Epigenetic modifications were detected directly on virus genomes.
Introduction
The human gut is home to tremendous amount of microbes [1]. They inhabit different ecological niches in the gut, forming complex interaction networks between themselves and with the human cells, and the dynamic balance between gut microbiome and host is required for human health [2–6]. Studies in human cohort and mouse models, among others, have confirmed that gut microbial communities are associated with increasing number of some of metabolism diseases and infectious diseases, providing insights as well as potential targets for future monitoring and therapies [3, 7–14].

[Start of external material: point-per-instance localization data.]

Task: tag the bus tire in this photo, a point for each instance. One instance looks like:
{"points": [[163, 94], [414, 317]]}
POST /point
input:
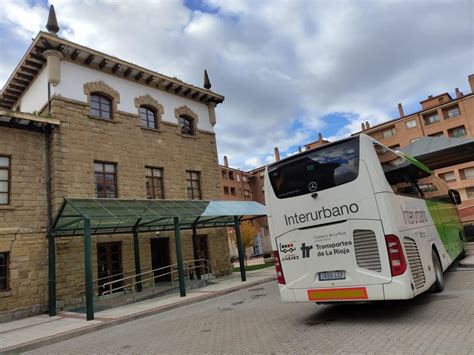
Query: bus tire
{"points": [[438, 285]]}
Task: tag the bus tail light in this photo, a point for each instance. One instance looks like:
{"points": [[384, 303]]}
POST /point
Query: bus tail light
{"points": [[280, 277], [398, 264]]}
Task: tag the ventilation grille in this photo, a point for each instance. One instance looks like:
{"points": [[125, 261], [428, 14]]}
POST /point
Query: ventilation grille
{"points": [[414, 261], [367, 250]]}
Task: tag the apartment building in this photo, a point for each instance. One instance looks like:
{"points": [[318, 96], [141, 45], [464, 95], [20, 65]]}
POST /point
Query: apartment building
{"points": [[319, 142], [239, 185], [440, 116], [236, 184], [75, 122]]}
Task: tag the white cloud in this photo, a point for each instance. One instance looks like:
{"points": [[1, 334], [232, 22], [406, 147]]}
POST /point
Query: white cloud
{"points": [[282, 65]]}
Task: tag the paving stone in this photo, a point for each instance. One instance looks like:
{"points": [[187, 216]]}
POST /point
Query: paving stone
{"points": [[241, 324]]}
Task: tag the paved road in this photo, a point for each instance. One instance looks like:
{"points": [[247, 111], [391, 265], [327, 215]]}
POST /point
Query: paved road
{"points": [[255, 321]]}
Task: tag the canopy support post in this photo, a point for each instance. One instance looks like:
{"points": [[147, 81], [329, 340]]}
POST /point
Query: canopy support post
{"points": [[240, 248], [136, 252], [179, 257], [197, 269], [88, 270], [51, 275]]}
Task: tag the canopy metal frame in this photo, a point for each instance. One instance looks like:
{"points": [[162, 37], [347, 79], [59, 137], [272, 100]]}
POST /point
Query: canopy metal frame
{"points": [[94, 216]]}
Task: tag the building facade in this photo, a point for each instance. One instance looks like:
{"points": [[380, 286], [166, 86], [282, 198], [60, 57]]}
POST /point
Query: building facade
{"points": [[114, 130], [440, 116], [239, 185]]}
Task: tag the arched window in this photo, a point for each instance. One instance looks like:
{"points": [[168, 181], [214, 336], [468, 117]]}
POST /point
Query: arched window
{"points": [[101, 106], [148, 117], [186, 125]]}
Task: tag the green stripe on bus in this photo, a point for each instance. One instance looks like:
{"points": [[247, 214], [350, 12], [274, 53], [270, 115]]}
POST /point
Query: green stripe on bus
{"points": [[448, 226]]}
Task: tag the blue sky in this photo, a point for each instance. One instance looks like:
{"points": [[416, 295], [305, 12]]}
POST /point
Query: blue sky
{"points": [[288, 69]]}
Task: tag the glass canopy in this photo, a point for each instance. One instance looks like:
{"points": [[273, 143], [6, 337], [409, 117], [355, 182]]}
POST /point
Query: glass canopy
{"points": [[113, 216]]}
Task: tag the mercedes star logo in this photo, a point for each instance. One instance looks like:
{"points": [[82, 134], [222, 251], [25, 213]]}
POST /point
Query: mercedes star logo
{"points": [[312, 186]]}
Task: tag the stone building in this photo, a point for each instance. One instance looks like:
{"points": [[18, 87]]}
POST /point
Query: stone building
{"points": [[440, 116], [75, 122], [241, 185]]}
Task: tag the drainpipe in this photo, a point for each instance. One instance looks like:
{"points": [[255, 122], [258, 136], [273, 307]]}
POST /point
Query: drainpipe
{"points": [[51, 242]]}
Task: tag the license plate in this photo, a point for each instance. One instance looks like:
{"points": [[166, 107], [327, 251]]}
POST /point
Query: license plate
{"points": [[331, 275]]}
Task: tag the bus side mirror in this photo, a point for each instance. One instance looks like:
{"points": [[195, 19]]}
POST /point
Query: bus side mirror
{"points": [[455, 197]]}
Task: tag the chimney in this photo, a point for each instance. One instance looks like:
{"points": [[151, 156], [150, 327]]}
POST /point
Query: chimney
{"points": [[207, 82], [400, 110], [276, 152], [471, 82]]}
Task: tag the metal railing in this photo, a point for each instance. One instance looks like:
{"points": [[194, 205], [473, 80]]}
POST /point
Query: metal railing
{"points": [[129, 283]]}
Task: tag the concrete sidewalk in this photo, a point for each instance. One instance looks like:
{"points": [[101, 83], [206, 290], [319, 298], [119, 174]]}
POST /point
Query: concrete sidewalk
{"points": [[468, 260], [33, 332]]}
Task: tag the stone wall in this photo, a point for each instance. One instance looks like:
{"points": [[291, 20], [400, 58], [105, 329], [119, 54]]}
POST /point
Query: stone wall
{"points": [[76, 144], [23, 225]]}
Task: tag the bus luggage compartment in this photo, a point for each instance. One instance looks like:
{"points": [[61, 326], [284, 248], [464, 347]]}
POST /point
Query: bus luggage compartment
{"points": [[349, 253]]}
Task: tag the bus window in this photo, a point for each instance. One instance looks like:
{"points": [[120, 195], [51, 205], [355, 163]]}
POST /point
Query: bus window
{"points": [[434, 188], [402, 175], [316, 170]]}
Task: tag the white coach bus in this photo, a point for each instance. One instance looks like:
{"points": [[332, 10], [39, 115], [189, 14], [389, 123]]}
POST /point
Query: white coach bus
{"points": [[356, 221]]}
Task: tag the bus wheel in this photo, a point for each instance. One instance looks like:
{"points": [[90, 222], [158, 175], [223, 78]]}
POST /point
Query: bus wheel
{"points": [[438, 286]]}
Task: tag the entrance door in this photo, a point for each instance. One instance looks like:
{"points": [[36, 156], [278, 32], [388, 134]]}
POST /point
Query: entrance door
{"points": [[201, 251], [109, 264], [160, 258]]}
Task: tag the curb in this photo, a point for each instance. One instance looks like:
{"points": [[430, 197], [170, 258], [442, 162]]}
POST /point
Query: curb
{"points": [[53, 339]]}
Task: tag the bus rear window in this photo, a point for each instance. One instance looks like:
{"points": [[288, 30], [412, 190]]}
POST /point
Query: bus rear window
{"points": [[318, 170]]}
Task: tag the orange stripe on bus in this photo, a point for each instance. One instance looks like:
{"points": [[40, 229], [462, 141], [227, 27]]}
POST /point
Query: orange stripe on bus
{"points": [[355, 293]]}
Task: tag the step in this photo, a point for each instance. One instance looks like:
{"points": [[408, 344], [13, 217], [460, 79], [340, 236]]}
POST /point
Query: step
{"points": [[467, 262]]}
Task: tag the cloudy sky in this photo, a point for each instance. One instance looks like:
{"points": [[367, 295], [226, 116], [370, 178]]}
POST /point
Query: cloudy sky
{"points": [[288, 69]]}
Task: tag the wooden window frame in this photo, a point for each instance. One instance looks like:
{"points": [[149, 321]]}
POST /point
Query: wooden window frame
{"points": [[411, 121], [145, 120], [101, 96], [104, 173], [7, 272], [9, 178], [443, 175], [462, 173], [449, 109], [191, 184], [451, 131], [468, 192], [185, 118], [156, 181], [427, 116]]}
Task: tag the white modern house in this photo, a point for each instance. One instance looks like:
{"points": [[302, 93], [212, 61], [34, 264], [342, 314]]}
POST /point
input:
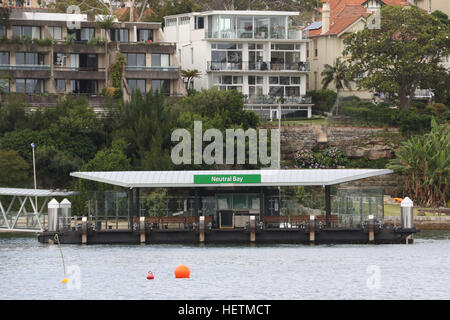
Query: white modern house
{"points": [[259, 53]]}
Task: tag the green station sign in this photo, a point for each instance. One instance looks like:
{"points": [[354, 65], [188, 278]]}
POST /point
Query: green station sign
{"points": [[226, 178]]}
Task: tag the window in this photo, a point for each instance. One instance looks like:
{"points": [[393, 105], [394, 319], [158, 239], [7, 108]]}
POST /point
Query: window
{"points": [[55, 33], [4, 58], [60, 85], [27, 31], [285, 57], [228, 82], [135, 59], [145, 34], [282, 86], [255, 57], [136, 84], [245, 27], [59, 59], [199, 22], [226, 56], [278, 27], [161, 86], [87, 34], [120, 35], [4, 85], [160, 60], [29, 58], [255, 85], [83, 34], [84, 86], [84, 62], [238, 202], [30, 86]]}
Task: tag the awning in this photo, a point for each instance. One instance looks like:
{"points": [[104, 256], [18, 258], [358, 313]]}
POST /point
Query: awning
{"points": [[225, 178], [20, 192]]}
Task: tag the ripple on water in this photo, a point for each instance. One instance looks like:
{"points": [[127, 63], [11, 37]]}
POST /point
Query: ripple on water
{"points": [[30, 270]]}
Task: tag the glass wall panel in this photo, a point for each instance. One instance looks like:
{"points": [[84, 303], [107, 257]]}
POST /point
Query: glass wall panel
{"points": [[278, 27], [245, 27], [227, 27], [262, 27]]}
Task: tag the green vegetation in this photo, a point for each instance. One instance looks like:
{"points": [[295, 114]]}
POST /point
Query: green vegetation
{"points": [[415, 120], [403, 55], [424, 162], [329, 158], [131, 136]]}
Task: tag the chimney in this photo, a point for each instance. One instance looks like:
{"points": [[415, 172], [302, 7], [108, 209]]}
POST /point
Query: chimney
{"points": [[325, 18]]}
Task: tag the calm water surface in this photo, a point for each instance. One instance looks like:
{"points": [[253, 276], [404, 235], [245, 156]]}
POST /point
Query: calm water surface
{"points": [[30, 270]]}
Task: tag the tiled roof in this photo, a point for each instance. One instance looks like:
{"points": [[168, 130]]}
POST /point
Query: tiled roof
{"points": [[123, 14], [345, 12]]}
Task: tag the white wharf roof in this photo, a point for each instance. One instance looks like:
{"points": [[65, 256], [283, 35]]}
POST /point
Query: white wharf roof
{"points": [[297, 177]]}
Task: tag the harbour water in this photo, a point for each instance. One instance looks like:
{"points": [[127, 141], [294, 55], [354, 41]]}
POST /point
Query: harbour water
{"points": [[30, 270]]}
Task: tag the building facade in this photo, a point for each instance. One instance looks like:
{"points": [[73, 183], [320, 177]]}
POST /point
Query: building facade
{"points": [[337, 19], [45, 55], [258, 53], [433, 5]]}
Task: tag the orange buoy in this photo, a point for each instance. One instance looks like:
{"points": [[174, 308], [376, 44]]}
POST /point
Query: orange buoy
{"points": [[182, 271]]}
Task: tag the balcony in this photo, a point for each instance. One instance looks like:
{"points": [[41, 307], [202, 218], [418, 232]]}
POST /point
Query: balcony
{"points": [[72, 73], [141, 72], [423, 94], [258, 66], [27, 70], [274, 100], [24, 67], [51, 100]]}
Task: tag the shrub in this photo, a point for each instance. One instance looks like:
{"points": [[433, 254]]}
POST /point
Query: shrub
{"points": [[323, 99]]}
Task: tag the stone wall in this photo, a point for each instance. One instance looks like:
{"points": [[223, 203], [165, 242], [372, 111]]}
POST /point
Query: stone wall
{"points": [[356, 142]]}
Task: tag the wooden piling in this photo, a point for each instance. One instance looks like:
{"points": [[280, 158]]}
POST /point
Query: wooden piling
{"points": [[84, 230], [201, 228], [252, 229], [371, 229], [142, 229], [312, 229]]}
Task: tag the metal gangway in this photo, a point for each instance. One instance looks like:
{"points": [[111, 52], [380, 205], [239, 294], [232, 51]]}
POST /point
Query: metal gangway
{"points": [[22, 210]]}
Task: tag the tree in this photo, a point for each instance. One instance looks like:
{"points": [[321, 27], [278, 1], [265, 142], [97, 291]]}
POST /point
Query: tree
{"points": [[53, 167], [189, 75], [13, 169], [402, 55], [424, 162], [337, 74]]}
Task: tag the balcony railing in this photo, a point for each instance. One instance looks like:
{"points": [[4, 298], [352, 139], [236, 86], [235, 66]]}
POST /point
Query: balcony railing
{"points": [[258, 66], [152, 68], [24, 67], [292, 34], [423, 93], [276, 100], [95, 69]]}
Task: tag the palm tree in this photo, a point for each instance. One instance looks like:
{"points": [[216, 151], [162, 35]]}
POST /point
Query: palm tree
{"points": [[190, 75], [338, 75]]}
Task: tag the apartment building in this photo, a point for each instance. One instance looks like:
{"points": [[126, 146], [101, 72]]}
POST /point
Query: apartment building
{"points": [[433, 5], [258, 53], [337, 19], [45, 55], [22, 3]]}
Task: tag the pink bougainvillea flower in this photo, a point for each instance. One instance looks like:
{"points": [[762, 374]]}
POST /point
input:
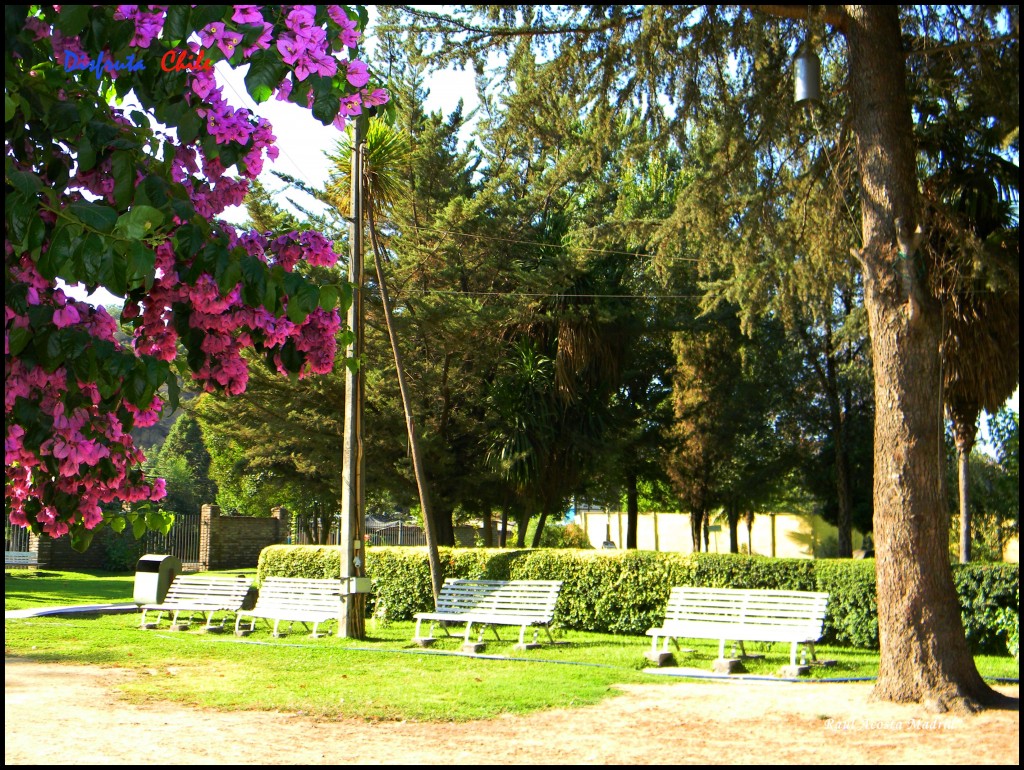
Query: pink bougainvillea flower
{"points": [[357, 75], [247, 14], [66, 316]]}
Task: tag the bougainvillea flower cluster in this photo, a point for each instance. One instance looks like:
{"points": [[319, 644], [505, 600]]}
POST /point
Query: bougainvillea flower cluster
{"points": [[128, 199]]}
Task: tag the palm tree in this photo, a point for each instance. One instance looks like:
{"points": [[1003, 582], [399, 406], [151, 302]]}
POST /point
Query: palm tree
{"points": [[975, 248], [385, 150]]}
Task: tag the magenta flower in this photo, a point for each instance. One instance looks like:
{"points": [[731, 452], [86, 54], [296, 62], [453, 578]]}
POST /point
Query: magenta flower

The gut microbiome contains bacteria, archaea, fungi, protozoa, and, lastly but not leastly virus. The most abundant cellular members of the microbiome are bacteria and archaea (account for more than 99% of biomass), and have received most attention in human microbiome studies over the years [15–17]. Yet, the advances in next-generation sequencing (NGS) technology and bioinformatic tools have also facilitated the development of human virome studies. Metagenomic analysis suggests that the gut of healthy humans harbors commensal virus, including phages, DNA virus and RNA virus [18–22]. Virome (phages and other host viruses) play roles in intestinal physiology, enteric immune system, host health and disease [23, 24]. The dynamic balance between the virome and the intestinal immune system is finely regulated by cytokines secreted by immune cells [20, 25]. For instance, virome changes in inflammatory bowel disease (IBD) (Crohn’s disease and ulcerative colitis) are disease specific [26]. Phages residing in mucosal surfaces can influence the host by providing nonhost-derived immunity against bacterial infections [26, 27]. By inducing interferons (IFNs), commensal virus can protect from gut inflammation during tissue damage [28, 29]. However, using current short read sequencing technologies, such as Illumina, can only offer knowledge on gut virome that is both biased and fragmentary.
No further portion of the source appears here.